Question: You wrote I reported “sore shoulder” at end of shift, please match the words
with doctor report and the last email sent to HR (about pain and place)
Answer: You reported a workplace safety incident at the end of your shift to Mr Bedeux.
The diagnosis from doctor was not provided until a later date.
Question: Why I worked on Monday (6/5/24) if I was injured on Sunday (5/5/24) and
reported it to supervisor
Answer: You did not provide a medical certificate to the business advising CDC that
you were unfit to fulfil your role as a bus driver on Monday 6 May 2024. Moreover,
when you signed on at the kiosk on Monday 6 May 2024, you declared that you were
fit to drive your shift.
[2025] FWC 142
6
Question: Why I was not send to doctor/hospital on Sunday (5/5/24) when I reported
pain instead of Monday
Answer: The nature of your reported workplace safety incident on Sunday 5 May 2024,
was not assessed by Mr Bedeux as a life-threatening emergency, and you did not request
an ambulance be called, therefore it was not recommended that you attend a hospital
emergency department. It is also your responsibility to seek medical attention and attend
a General Practitioner appointment should you feel pain that you believe needs a
medical opinion.
As per our previous letter dated 13 May 2024, it remains CDC’s position that your
behaviour is a breach of our policies, which if validated by the investigation results
could demonstrate serious misconduct.
In CDC’s considered view, your departure from our established Policies and Procedures
may constitute serious misconduct. Specifically, we refer to the following policies
(attached for your reference):
1. CDC’s “National Code of Conduct” (Effective Date 7 December 2023):
i. Appropriate Behaviour: “Employees must maintain appropriate
professional standards of behaviour” including “following CDC
policies and procedures, including those relating to health and
safety”.
ii. Breaches of the Code of Conduct “may result in disciplinary action
including and up to the termination of employment”.
2. CDC’s “Work Health and Safety Policy” (Effective Date 1 March 2024):
i. “[CDC] are committed to providing transportation services that are
safe and meet the needs of our customers and the communities”.
ii. “[CDC] constantly strive to achieve the highest possible standards of
health, safety and wellbeing for everyone that the company interacts
with”.
3. CDC’s “National Workplace Behaviour Policy” (Effective Date 1 February 2023):
i. “[CDC] does not tolerate inappropriate workplace behaviours that
jeopardise the health, safety or wellbeing of its employees.”
4. CDC’s “Use of Mobile Phones Policy (Buses)” (Effective Date 24 August 2020):
i. “In the interest of abiding with the law and upholding public safety,
under no circumstances are employees who are in control of a bus or
maintaining buses permitted to use a mobile phone or similar devices
(including the use of Bluetooth earpiece etc) for any function or
purpose whilst they are operating or working on a CDC Bus”.
ii. “Any breach of this policy will be considered a serious safety breach
which will result in summary dismissal”.
5. Fair Work Regulations 2009 (Cth) Reg 1.07, which provides that serious misconduct
includes wilful or deliberate behaviour by an employee that is inconsistent with the
continuation of the contract of employment, conduct that causes serious and
imminent risk to the health or safety of a person, or the reputation, viability or
profitability of the employer’s business.
[2025] FWC 142
7
6. We otherwise refer to the Road Rules 2014 (NSW).
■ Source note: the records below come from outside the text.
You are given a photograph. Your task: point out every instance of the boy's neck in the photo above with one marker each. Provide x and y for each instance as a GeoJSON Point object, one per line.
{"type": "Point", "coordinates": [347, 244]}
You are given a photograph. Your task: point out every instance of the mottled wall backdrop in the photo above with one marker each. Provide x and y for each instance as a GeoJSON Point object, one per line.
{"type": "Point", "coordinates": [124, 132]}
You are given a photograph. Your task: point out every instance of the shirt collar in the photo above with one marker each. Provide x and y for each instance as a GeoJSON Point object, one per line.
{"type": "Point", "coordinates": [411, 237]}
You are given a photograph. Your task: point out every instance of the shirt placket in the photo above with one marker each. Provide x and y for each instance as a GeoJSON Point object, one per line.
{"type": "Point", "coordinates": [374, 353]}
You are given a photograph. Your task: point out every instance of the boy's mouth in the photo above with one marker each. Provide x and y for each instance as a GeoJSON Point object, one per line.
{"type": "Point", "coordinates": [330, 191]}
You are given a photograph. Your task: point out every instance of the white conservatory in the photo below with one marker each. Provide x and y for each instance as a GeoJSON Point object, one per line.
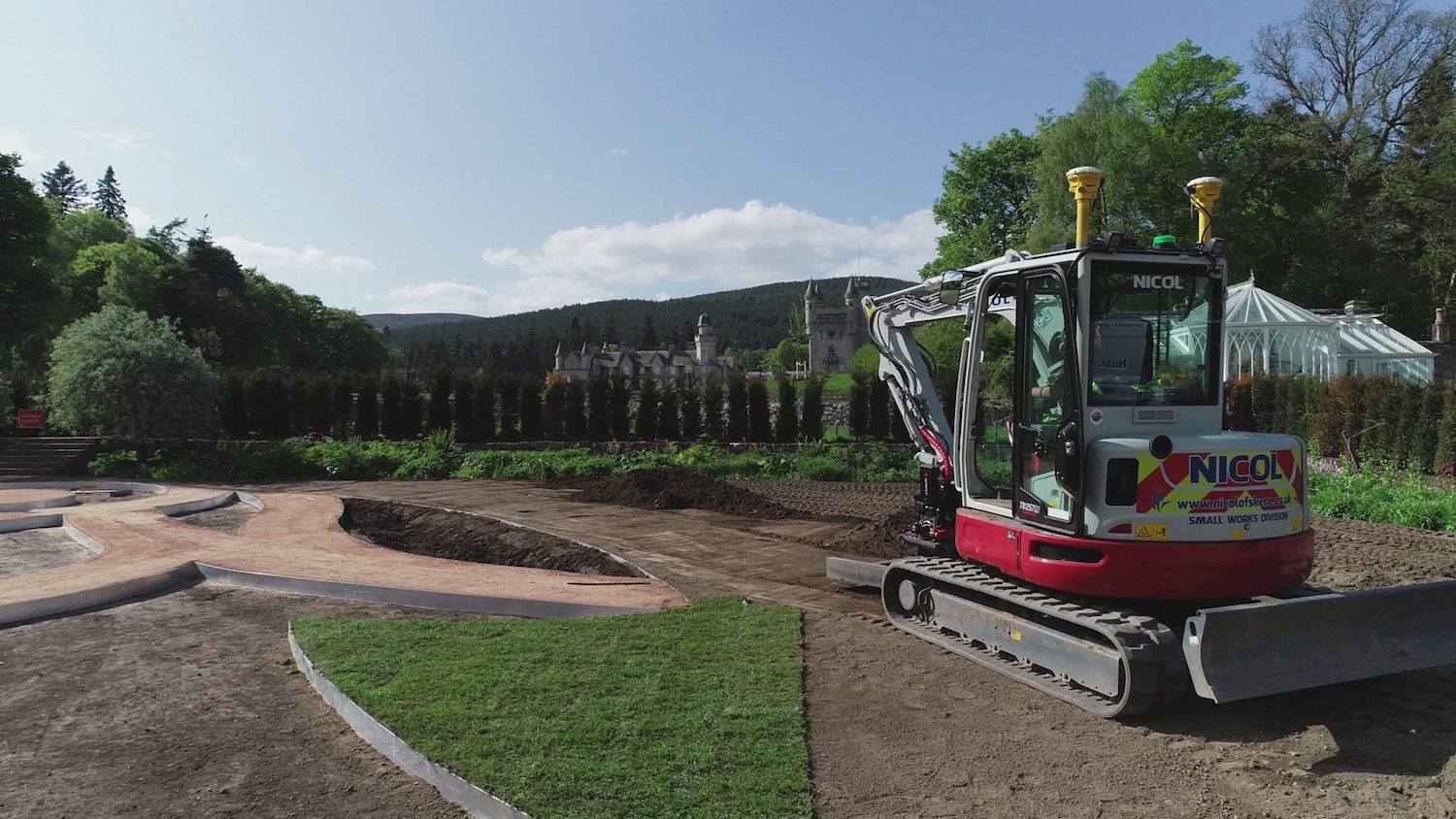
{"type": "Point", "coordinates": [1267, 334]}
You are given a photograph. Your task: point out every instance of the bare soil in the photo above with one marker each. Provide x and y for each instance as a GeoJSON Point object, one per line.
{"type": "Point", "coordinates": [32, 550]}
{"type": "Point", "coordinates": [456, 536]}
{"type": "Point", "coordinates": [678, 489]}
{"type": "Point", "coordinates": [186, 704]}
{"type": "Point", "coordinates": [223, 519]}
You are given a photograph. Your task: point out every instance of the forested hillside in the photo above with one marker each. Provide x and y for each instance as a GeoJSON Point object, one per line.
{"type": "Point", "coordinates": [750, 319]}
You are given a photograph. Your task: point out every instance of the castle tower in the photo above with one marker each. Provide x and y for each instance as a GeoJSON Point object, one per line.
{"type": "Point", "coordinates": [707, 341]}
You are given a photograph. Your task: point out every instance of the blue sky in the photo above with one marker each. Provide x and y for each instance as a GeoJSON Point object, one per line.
{"type": "Point", "coordinates": [494, 157]}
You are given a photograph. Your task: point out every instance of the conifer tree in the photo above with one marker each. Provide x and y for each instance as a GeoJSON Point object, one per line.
{"type": "Point", "coordinates": [108, 197]}
{"type": "Point", "coordinates": [61, 185]}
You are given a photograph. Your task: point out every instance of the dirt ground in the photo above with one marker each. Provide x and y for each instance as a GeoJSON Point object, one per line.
{"type": "Point", "coordinates": [224, 518]}
{"type": "Point", "coordinates": [185, 704]}
{"type": "Point", "coordinates": [456, 536]}
{"type": "Point", "coordinates": [32, 550]}
{"type": "Point", "coordinates": [897, 726]}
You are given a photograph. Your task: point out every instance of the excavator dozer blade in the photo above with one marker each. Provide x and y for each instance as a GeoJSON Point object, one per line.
{"type": "Point", "coordinates": [1246, 650]}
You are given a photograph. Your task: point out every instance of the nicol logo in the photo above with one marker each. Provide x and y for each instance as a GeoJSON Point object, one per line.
{"type": "Point", "coordinates": [1156, 282]}
{"type": "Point", "coordinates": [1234, 470]}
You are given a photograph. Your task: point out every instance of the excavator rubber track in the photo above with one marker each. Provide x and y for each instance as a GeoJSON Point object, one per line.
{"type": "Point", "coordinates": [1100, 658]}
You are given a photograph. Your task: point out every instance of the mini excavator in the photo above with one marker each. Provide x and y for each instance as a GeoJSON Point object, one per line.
{"type": "Point", "coordinates": [1100, 536]}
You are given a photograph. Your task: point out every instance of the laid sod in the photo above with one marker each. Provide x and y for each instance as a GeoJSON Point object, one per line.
{"type": "Point", "coordinates": [695, 711]}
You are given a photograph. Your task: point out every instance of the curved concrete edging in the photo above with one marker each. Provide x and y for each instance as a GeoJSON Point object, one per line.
{"type": "Point", "coordinates": [25, 611]}
{"type": "Point", "coordinates": [31, 522]}
{"type": "Point", "coordinates": [416, 598]}
{"type": "Point", "coordinates": [468, 796]}
{"type": "Point", "coordinates": [518, 525]}
{"type": "Point", "coordinates": [207, 504]}
{"type": "Point", "coordinates": [43, 504]}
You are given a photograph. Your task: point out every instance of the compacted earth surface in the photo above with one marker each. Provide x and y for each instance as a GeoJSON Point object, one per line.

Specifically, Reg 300 thereof,
which provides that the driver of a vehicle must not use a mobile phone while the
vehicle is moving. “Use”, as defined under the Rules, involves any action by a driver
including holding the body of the phone, sending, or looking at anything that is in
the phone, or operating any other function of the phone.
As a result, we have deemed you to be stood down with pay pending further
investigation. Please note the CCTV footage will be available for you to view should
you wish.
We have now rescheduled the Show Cause meeting, which you are required to attend to
respond to the allegation and to submit any information you consider relevant to our
decision on Thursday 1 August at 1:00pm at Foundry Road Depot.
You are welcome to attend this meeting with a support person or representative. If you
fail to attend the meeting without reasonable explanation, CDC NSW reserves the right
to make a decision in respect of the allegation based on the evidence available and
assuming there is no response or defence.
We remind you that the Employee Assistance Program (EAP) is available to you at this
time. The EAP offers confidential independent counselling support to employees and
may be of assistance to you. The contact number is [redacted].
If you have any questions, please contact me on [redacted].
Yours Sincerely,
Tina Purcell
Employee Relations Manager”
[8] Further to the Show Cause meeting, the Respondent Terminated the Applicant’s
employment by way of a formal Termination Letter dated 7 August 2024:
“7 August 2024
…
Dear Manjeet,
RE: OUTCOME OF INVESTIGATION – TERMINATION OF EMPLOYMENT
We refer to our letters dated 13 May 2024 and 31 July 2024 and the Show Cause meeting
held on Thursday, 1 August 2024, which also included Darren Baker – Depot Manager,
and Joseph Antony as your support person.
The letters and the Show Cause meeting were regarding an incident involving you that
occurred on Sunday 5 May 2024.
[2025] FWC 142
8
Our investigations led us to review the relevant CCTV footage. Objectively, the CCTV
footage clearly depicts that you were using your mobile telephone whilst driving. Your
conduct is proven, and simply cannot be refuted.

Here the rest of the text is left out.